Banks’ NPLs Decrease Sharply. €9.3 Billion Drop in One Year

5 April 2018

The banks continue to clean up the bad debts on their balance sheets. Last year, the level of non-performing loans fell by 9.3 billion euros, as well as delivering the biggest quarterly decline ever at the end of 2017.

Non-performing loans have been a heavy burden for Portugal’s banking industry, and they continue to be. However, the banks are accelerating their resolution of the problem, wiping off bad debts from their balance sheets at a faster rate. The reduction in the fourth quarter was the most significant ever, on a quarterly basis, with a total of 9.3 billion euros of distressed debts eliminated last year.

“The stock of non-performing loans (NPL) continued to decline in the fourth quarter of 2017. The 2.9-billion-euro drop was the largest quarterly reduction since the launch of the European Banking Authority’s (EBA) data series in December 2015,” the Bank of Portugal’s (BdP) reported.

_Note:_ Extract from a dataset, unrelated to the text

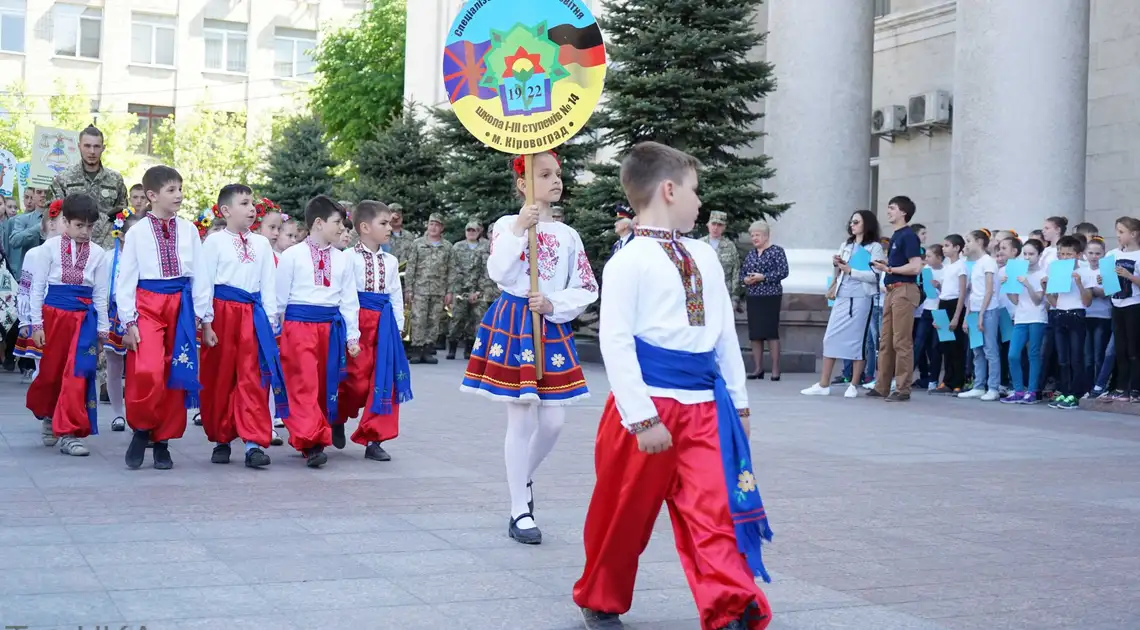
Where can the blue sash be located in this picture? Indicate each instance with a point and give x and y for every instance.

“The stock of NPLs fell by €9.3 billion compared to December 2016 and by €13.5 billion euros compared to the high of June 2016,” it added. Despite the progress in all sectors, the Bank of Portugal highlighted that distressed corporate debt decreased by €5.9 billion compared to December 2016.

“Thus, the NPL ratio decreased by 1.3% in the quarter, to 13.3%, corresponding to a reduction of 3.9% compared to the end of 2016 and 4.6% compared to June 2016. In turn, the non-financial private sector’s NPL ratio decreased by 0.6% compared to September 2017. ”

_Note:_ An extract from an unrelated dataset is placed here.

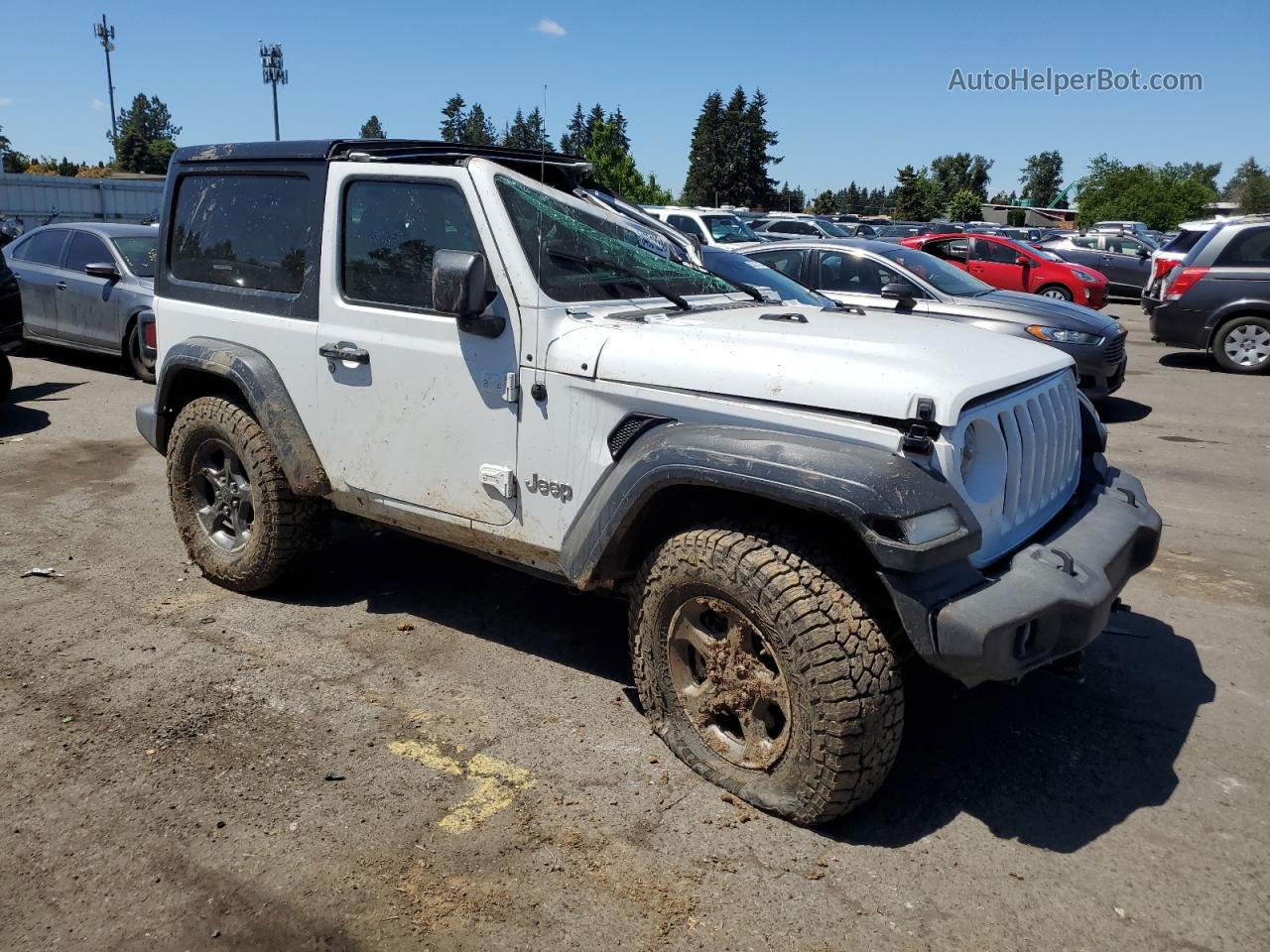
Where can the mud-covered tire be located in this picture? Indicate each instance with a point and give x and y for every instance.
(136, 361)
(844, 694)
(284, 529)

At the same time as the ratio of NPLs is falling, the banks are increasing their provisioning for bad debts. That is, banks are being more proactive. “In December 2017, the NPL coverage ratio for impairments was 49.3%, up 2.8 percentage points from the previous quarter.” “This was due to a 3.4% increase in the coverage ratio of non-financial corporations,” the Bank of Portugal reported.

Despite losses, banks reported a net profit

There was an acceleration in the pace of the banks’ recognition of impairments, and Novo Banco was the institution that contributed the most to this achievement. The financial institution led by Antonio Ramalho reported a record loss of €1.39 billion. In 2016, it was CGD that managed to decrease the amount of NPLs on their balance sheet by the highest amount.

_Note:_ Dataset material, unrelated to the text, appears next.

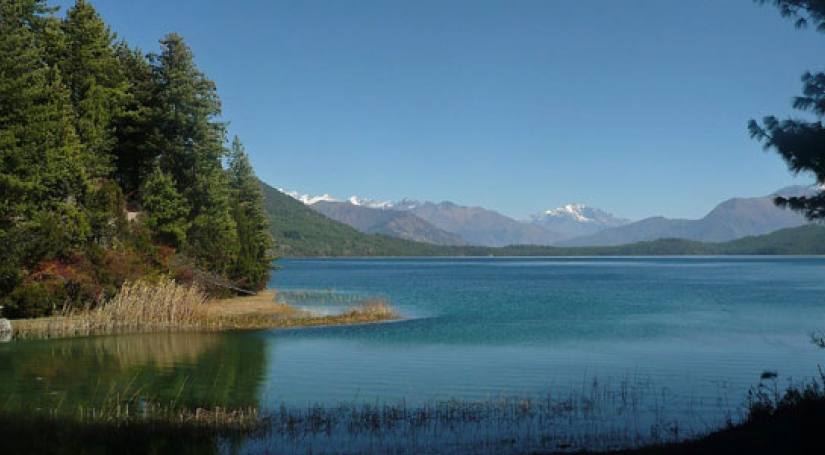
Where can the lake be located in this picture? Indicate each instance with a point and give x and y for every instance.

While, as a whole, the Portuguese national banking system suffered losses, particularly regarding Novo Banco, the Bank of Portugal revealed that the ” the banking system’s profitability in 2017 was positive, contrasting with the losses seen in 2016.” “Return on equity increased by 10.8%, while profitability increased by 0.9%,” the BdP reported.

“The increase in profitability in 2017 reflects, mainly, a significant reduction in the flow of impairments due to the significant increase in credit impairment at the end of 2016, as well as an increase in banking income through the activation of the contingent capitalisation mechanism provided for in the contracts that were signed with the sale of Novo Banco),” the report stated.

“In 2017, the contribution of net interest income to ROA increased slightly compared to the previous year, due not only to a higher reduction in interest charges than in paid interest but mainly due to the reduction of assets relative to 2016 (denominator effect),” the Bank of Portugal added, noting that costs were almost unchanged. There was an “increase in personnel costs and a decrease in general and administrative expenses of the same order of magnitude.”

Ratios rise, but only through capital increases

Within the context of the improvements in the sector, the Bank of Portugal highlighted the banking system’s equity ratios that “increased in the fourth quarter of 2017 as a result of the increase in shareholders’ equity.” The ratio of total equity stood at 15.2% in December 2017, increasing by 0.5% compared to September 2017,” the report said. Compared to the end of the previous year, the increase is more significant, at 12.3%.

“The Common Equity Tier 1 (CET 1) ratio stood at 13.9%, an increase of 0.4% compared to the previous quarter,” the regulator noted. The increase, 11.4%, was even larger when compared to the year before. “The upward trend in these ratios exclusively reflects stronger capital positions,” the Bdp concluded.